Le 27 avril 2009, l’Institut d’Etudes Européennes et Internationales du Luxembourg (IEIS), en collaboration avec l’Ambassade de la Bulgarie, avait organisé une table ronde au sujet des relations entre la Bulgarie et l’Union européenne. A l’ordre du jour : les problèmes et les progrès liés à l’adhésion de la Bulgarie à l’UE, son "européanité" et son "soft power", ainsi que les défis que représentent la crise économique, la globalisation et la sécurité énergétique pour l’Europe, en général, et pour la Bulgarie, en particulier.
En guise d’introduction, le ministre bulgare des Affaires étrangères, Ivailo Kalfin, a qualifié l’adhésion de la Bulgarie à l’UE d’un des projets les plus réussis de l’Union européenne. Il a abordé l’enthousiasme de l’opinion publique bulgare face à cette adhésion en expliquant que "75 % de la population bulgare y étaient favorables" et que "leur confiance dans les institutions européennes est plus grande que dans les institutions nationales". Pendant le long processus d’adhésion, qui a duré plus de 17 ans, la Bulgarie a subi "une transformation dramatique et elle fait toujours des progrès énormes pour remplir les critères tels que l’inflation, la dette publique ou le déficit budgétaire".
Des progrès ont également été faits grâce au mécanisme de coopération et de vérification, spécialement mis en place lors de l’adhésion de la Bulgarie et de la Roumanie pour les aider dans la lutte contre la criminalité organisée et la corruption. Les opinions des experts autour de la table ont divergé à ce sujet : pour les uns, ce mécanisme présente la Bulgarie sous un mauvais jour parce qu’il crée deux classes d’Etats membres, pour les autres, c’est un instrument efficace de lutte contre la corruption.
L’adhésion à l’Union européenne, qui a fait l’objet d’un consensus politique en Bulgarie, a été un stimulus important pour l’économie du pays tel que son excédent budgétaire lui a permis de réduire ses dettes de 32 % à 16 % du PIB. La Bulgarie est une économie très ouverte : 60 % de ses exportations vont à l’UE, elle connaît un important afflux d’investissements directs de l'étranger, et son taux de chômage était de 6,7 % en mars, ce qui est moins que la moyenne européenne.
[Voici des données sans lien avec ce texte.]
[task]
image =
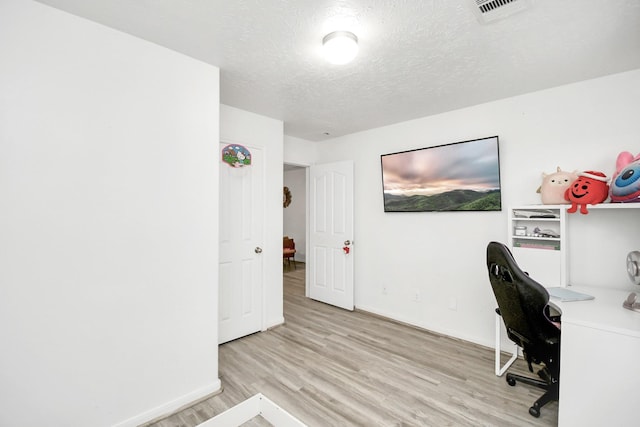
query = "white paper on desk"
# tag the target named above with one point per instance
(564, 294)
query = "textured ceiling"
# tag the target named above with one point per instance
(417, 57)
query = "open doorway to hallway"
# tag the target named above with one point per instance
(295, 219)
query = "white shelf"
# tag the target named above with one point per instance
(544, 258)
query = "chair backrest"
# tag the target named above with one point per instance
(523, 305)
(288, 243)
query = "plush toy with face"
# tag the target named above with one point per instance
(625, 184)
(554, 186)
(590, 188)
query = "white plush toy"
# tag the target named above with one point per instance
(554, 186)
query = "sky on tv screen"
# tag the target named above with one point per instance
(471, 165)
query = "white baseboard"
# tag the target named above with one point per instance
(257, 405)
(172, 406)
(431, 328)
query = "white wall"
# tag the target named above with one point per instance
(299, 152)
(108, 229)
(253, 130)
(295, 214)
(442, 255)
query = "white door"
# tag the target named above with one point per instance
(331, 234)
(241, 239)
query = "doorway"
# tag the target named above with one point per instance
(295, 213)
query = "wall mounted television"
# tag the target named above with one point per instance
(462, 176)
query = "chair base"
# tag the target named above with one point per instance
(552, 389)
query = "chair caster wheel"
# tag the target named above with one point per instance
(535, 412)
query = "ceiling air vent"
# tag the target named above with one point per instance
(492, 10)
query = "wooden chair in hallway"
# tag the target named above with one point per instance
(289, 250)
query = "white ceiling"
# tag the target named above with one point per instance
(417, 57)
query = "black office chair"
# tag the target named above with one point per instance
(523, 305)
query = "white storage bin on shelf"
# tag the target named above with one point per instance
(538, 241)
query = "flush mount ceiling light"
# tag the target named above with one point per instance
(340, 47)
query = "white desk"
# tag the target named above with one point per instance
(599, 361)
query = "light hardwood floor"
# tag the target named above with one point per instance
(331, 367)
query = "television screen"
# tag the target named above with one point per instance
(463, 176)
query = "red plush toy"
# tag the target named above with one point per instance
(590, 188)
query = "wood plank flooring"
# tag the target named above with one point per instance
(331, 367)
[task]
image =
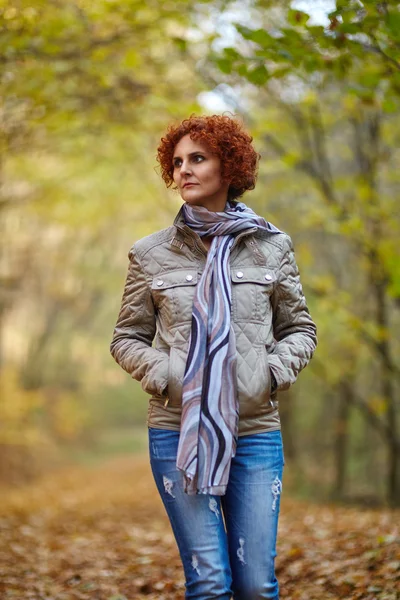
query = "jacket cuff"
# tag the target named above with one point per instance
(279, 372)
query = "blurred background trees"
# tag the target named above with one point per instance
(87, 91)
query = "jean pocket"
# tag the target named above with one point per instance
(163, 444)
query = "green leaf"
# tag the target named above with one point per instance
(224, 65)
(297, 17)
(258, 76)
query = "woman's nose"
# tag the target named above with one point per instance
(185, 167)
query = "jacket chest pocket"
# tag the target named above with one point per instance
(251, 291)
(173, 293)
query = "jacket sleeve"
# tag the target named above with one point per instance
(134, 332)
(294, 330)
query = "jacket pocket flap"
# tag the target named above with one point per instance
(175, 278)
(260, 275)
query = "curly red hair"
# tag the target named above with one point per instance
(226, 138)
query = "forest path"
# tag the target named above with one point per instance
(100, 533)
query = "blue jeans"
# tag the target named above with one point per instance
(227, 543)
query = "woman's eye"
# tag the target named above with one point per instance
(197, 158)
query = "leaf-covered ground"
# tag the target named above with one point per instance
(101, 533)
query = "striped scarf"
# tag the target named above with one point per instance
(210, 410)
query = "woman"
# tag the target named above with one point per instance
(219, 291)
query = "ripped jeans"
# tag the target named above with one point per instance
(227, 543)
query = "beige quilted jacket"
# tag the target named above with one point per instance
(273, 328)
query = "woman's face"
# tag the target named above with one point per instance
(197, 175)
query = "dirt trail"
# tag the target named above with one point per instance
(101, 534)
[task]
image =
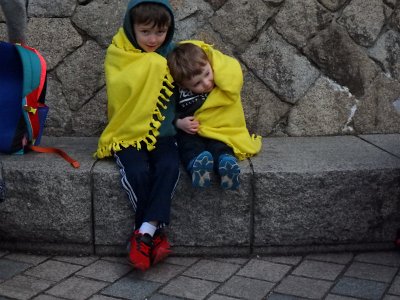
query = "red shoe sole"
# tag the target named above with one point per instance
(161, 254)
En guise de conclusion, Ivailo Kalfin a abordé les trois priorités de la Bulgarie dans l’Union européenne, à savoir les Balkans occidentaux, la Mer Noire et la sécurité énergétique, avant de souligner que "la Bulgarie est une plus-value dans la construction européenne".
Ben Fayot, président du groupe parlementaire socialiste et président de la Commission des Affaires étrangères et européennes à la Chambre des Députés, s’est joint à Ivailo Kalfin en soulignant que la Bulgarie était un Etat membre très actif de l’Union européenne. Cependant, il a abordé l’élargissement de l’Union européenne de façon moins optimiste en expliquant que "si l’UE a été renforcée au niveau économique, elle ne l’a certainement pas été au niveau politique". Pour arriver à un consensus politique et à un fonctionnement efficace, il pense que l’UE a besoin d’une constitution ou du Traité de Lisbonne.
Pour Michael Humphreys, ancien chef de la représentation de la Commission européenne à Sofia, l’élargissement de l’UE était "un grand succès" et la preuve de sa capacité de promouvoir sécurité, développement économique et prospérité à ses frontières.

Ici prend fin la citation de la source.